There ought to be job opportunities for everyone.

*Dr. P. BODENSTEIN:

Exactly: job opportunities for everyone. The possibilities exist in South Africa for giving everyone job opportunities. I believe that under the present economic system, since problems do in fact exist internationally, we ought to set it as a prerequisite that one should encourage labour-intensive industrialists and afford them the opportunities to develop. But what did the hon. member for Benoni do yesterday afternoon? That hon. member very clearly allowed some doubt to glimmer through in respect of the present-day industrial development in the decentralized areas. He spoke of bankruptcy and the tremendous sacrifices which are allegedly unfair towards these people. What is the hon. member doing? There are a few industrialists who have complained to the hon. member for Benoni and said that they want to employ more Blacks and now he is kicking up a fuss. He does not look at the long term; he does not look at South Africa’s future and say that we have to develop South Africa in the long term in the interests of all our people.
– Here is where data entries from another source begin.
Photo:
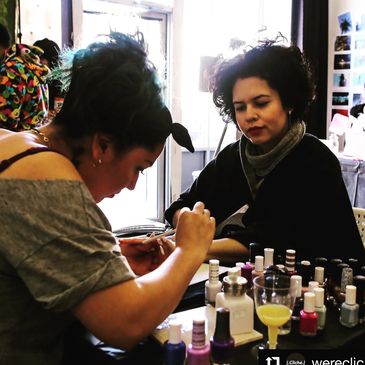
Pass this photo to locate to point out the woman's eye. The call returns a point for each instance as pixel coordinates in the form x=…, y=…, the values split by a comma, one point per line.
x=262, y=104
x=239, y=108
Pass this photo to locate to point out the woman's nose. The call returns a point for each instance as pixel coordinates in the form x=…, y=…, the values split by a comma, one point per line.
x=133, y=182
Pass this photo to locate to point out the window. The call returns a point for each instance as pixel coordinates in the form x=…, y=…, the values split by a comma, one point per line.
x=212, y=28
x=202, y=29
x=98, y=18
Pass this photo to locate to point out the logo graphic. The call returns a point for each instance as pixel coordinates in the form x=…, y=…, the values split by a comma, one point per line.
x=273, y=360
x=295, y=359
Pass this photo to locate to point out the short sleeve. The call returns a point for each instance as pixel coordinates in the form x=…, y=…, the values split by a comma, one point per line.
x=61, y=245
x=61, y=273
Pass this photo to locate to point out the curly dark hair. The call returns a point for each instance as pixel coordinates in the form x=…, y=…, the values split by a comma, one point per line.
x=284, y=69
x=111, y=87
x=5, y=38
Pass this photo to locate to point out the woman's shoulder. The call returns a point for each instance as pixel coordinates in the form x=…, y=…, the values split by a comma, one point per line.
x=30, y=160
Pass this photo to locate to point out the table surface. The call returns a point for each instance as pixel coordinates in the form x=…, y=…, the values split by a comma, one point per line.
x=334, y=336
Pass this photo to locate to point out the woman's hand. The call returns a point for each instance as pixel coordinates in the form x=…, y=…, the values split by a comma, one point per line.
x=144, y=258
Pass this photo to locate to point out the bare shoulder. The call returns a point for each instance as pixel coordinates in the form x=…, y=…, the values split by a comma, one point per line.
x=52, y=165
x=43, y=165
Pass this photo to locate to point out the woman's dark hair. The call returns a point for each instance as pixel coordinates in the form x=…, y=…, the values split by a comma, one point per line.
x=5, y=37
x=50, y=50
x=111, y=87
x=283, y=68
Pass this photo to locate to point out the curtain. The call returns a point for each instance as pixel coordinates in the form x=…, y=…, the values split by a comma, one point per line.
x=310, y=33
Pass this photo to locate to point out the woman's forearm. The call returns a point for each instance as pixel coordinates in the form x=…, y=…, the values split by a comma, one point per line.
x=228, y=251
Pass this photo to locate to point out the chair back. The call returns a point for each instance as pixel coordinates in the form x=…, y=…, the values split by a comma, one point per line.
x=359, y=214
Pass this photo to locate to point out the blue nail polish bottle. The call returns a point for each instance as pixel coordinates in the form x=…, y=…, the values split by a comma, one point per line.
x=174, y=347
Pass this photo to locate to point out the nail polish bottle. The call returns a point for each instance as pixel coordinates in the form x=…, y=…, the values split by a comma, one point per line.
x=349, y=316
x=354, y=264
x=308, y=316
x=213, y=285
x=255, y=249
x=222, y=343
x=359, y=282
x=290, y=261
x=268, y=257
x=246, y=272
x=174, y=347
x=259, y=266
x=296, y=281
x=305, y=271
x=331, y=281
x=286, y=327
x=240, y=305
x=320, y=308
x=311, y=285
x=198, y=352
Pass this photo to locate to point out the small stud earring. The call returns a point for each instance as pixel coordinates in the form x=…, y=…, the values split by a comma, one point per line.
x=97, y=163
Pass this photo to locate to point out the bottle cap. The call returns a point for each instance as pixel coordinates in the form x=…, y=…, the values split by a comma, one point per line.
x=321, y=261
x=234, y=271
x=259, y=263
x=319, y=274
x=255, y=250
x=350, y=294
x=246, y=272
x=319, y=293
x=296, y=281
x=346, y=278
x=305, y=270
x=234, y=285
x=354, y=264
x=312, y=285
x=198, y=334
x=359, y=282
x=309, y=299
x=174, y=332
x=338, y=273
x=269, y=257
x=213, y=270
x=290, y=260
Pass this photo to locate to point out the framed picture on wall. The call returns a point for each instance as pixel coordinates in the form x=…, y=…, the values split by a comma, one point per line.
x=343, y=43
x=339, y=98
x=342, y=61
x=345, y=22
x=340, y=79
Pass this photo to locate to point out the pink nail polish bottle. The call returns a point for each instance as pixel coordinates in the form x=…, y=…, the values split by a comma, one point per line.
x=308, y=316
x=198, y=352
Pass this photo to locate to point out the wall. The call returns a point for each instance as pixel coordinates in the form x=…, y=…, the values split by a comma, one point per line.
x=346, y=56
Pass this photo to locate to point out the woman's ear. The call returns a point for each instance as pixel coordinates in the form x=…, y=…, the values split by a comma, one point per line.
x=102, y=147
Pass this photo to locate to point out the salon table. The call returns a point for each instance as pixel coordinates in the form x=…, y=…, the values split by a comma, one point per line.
x=334, y=339
x=353, y=173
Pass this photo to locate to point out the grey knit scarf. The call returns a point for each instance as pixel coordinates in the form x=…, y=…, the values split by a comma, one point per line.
x=257, y=165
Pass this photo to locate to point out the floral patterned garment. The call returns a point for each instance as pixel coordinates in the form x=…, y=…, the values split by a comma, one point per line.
x=23, y=89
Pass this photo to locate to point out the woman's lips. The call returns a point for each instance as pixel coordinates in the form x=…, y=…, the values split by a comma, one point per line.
x=254, y=131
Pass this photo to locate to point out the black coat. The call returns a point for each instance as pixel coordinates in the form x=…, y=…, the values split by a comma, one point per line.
x=302, y=204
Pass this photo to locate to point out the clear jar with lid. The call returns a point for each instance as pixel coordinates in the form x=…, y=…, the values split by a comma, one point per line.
x=240, y=305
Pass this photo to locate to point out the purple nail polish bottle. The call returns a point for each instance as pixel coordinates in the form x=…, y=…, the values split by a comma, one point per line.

I am going to prove that the statement he made, that things are not going well for the border industries, was a very unfair and irresponsible statement. The contrary is true. He made the statement that industrialists supposedly accept Brits and Rosslyn but then he spoke of Rustenburg, Newcastle and Ladysmith which were not acceptable. Some years ago, it was the same hon. members who said that Brits and Rosslyn had no future. But look at the position today.

*Mr. SPEAKER:

Order! Before I adjourn the House, and since this debate will continue tomorrow, hon. members must remember that the principle of centralization or decentralization has already been thrashed out in the principal Act. Under section 3 of the Act, it has also been decided whether the Minister ought to have the authority to approve the establishment of factories and what conditions ought to be attached to Black labour. These are matters that are cut and dried and all that must happen now, is that hon. members must discuss the content of the Bill; in other words, whether it is in fact necessary; its effect, if it is accepted; as well as the “timing” of the Bill, if I may put it that way. That is all that is at issue now.

In accordance with Standing Order No. 22, the House adjourned at 18h30.